In 1966 the Labour government cancelled the CVA-01 aircraft carrier project and the Type 82 destroyers that were designed as the carrier’s main escorts. The Type 82 programme was quite advanced and HMS Bristol was eventually completed. The Type 82 was really a light cruiser, large, heavily armed and expensive, with complex steam & gas turbine propulsion. In some ways it was a blessing that the costly Type 82′s were axed as the RN was able to get decent numbers of the alternative cheaper Type 42s.

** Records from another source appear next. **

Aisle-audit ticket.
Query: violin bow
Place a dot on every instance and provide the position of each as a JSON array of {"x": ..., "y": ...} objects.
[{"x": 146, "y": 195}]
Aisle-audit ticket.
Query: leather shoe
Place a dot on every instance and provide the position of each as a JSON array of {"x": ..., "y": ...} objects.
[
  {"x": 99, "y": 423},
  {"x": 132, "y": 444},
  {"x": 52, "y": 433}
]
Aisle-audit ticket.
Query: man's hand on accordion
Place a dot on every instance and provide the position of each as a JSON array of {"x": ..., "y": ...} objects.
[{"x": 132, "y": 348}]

The Type 42 was always an ‘austerity design’ and although by the batch 3 ships many of the problems had been cured, they were always considered only a partial success. Sometimes the quality and excellence of the RN crews could overcome these deficiencies, sometimes not. In the design stage it was decided not exceed a certain hull length in the erroneous belief that would save on cost, the first 8 ships were too short and this caused various problems throughout their lives. Poor sea-keeping was not only tiring for crews but affected the operation of the gun and delicate missile launcher on the foredeck. Rather cramped with a crew of around 250 (300 could be crammed in at a push), there was small margin for additional equipment but the RN just about managed to keep them effective with small incremental upgrades. The Type 42 was built around the Sea Dart missile system that was designed to provide area defence for the fleet from medium or high level Soviet bombers. The Sea Dart was pretty effective when the targets obliged by flying high but lacked the ability to engage close-in and low-level aircraft and anti-ship missiles. The RN developed the excellent Sea Wolf system for this role but it would be too costly to fit to the already cramped Type 42. Inexcusably for an air-defence destroyer, close-in weapons (CIWS) amounted to just 2 of manually–aimed WWII vintage Oerlikon 20mm cannons. This was quickly remedied after the Falkland’s war with fitting of 4 modern 20mm cannons and ultimately by the 1990s all ships were properly equipped with 2 Phalanx 20mm radar-controlled gatling guns. Unlike the Type 82, there was a hangar and flight deck which allowed the carrying of a Wasp and then the superb Lynx helicopter which gave the ship a major anti-submarine capability and light anti-shipping punch. Finally the Mk 8 4.5” gun provided limited air defence capability, last-ditch anti-shipping role, but was mainly used for bombarding land targets.

[. . .]

The Falklands war has dominated the story of the Type 42. On 4th May 1982 HMS Sheffield was hit by an Exocet missile, caught unawares while transmitting on satellite comms, she failed to detect the missile but without adequate CIWS would probably have been unable to save herself anyway. The missile failed to explode but the resulting fire eventually destroyed the ship, killing 22 of her crew. On 12th May HMS Glasgow was hit by a 1000lb bomb which fortunately passed right through the ship without exploding. She was patched up but had to limp home leaving HMS Coventry as the only remaining air defence ship in the task force. Coventry was sunk on 25th May 1982 by bombs while bravely operating in an exposed position to defend the landing ships with Sea Wolf-armed HMS Broadsword. The idea was that the combination of Sea Dart and Sea Wolf would provide long and short-range anti-aircraft coverage but although initially a success, Coventry’s luck ran out when she accidentally blocked Broadsword’s field of fire. This would not have been a problem for a single ship fitted with both weapons. HMS Exeter and Cardiff arrived as replacements and Exeter (with her better radars & electronics) achieved 3 aircraft kills. The Sea Dart system was a partial success in the Falklands war, exact figures are disputed but it achieved a roughly 50% hit rate. Its greater achievement was to force Argentine pilots to attack at low-level where their bombs sometimes didn’t fuse properly and failed to explode. What can be seen is that the presence of fighter aircraft (Sea Harriers) was a more effective weapon against attacking aircraft. Ship launched missiles are generally inferior to fighter aircraft, although missile systems in theory can be available 24/7 when it is difficult to maintain continuous combat patrol (CAP) cover. Although 2 were lost and 1 damaged the ‘expendable’ ‘fighting 42s” achieved their main strategic objective that was to defend the carriers and other ships that ultimately won the war.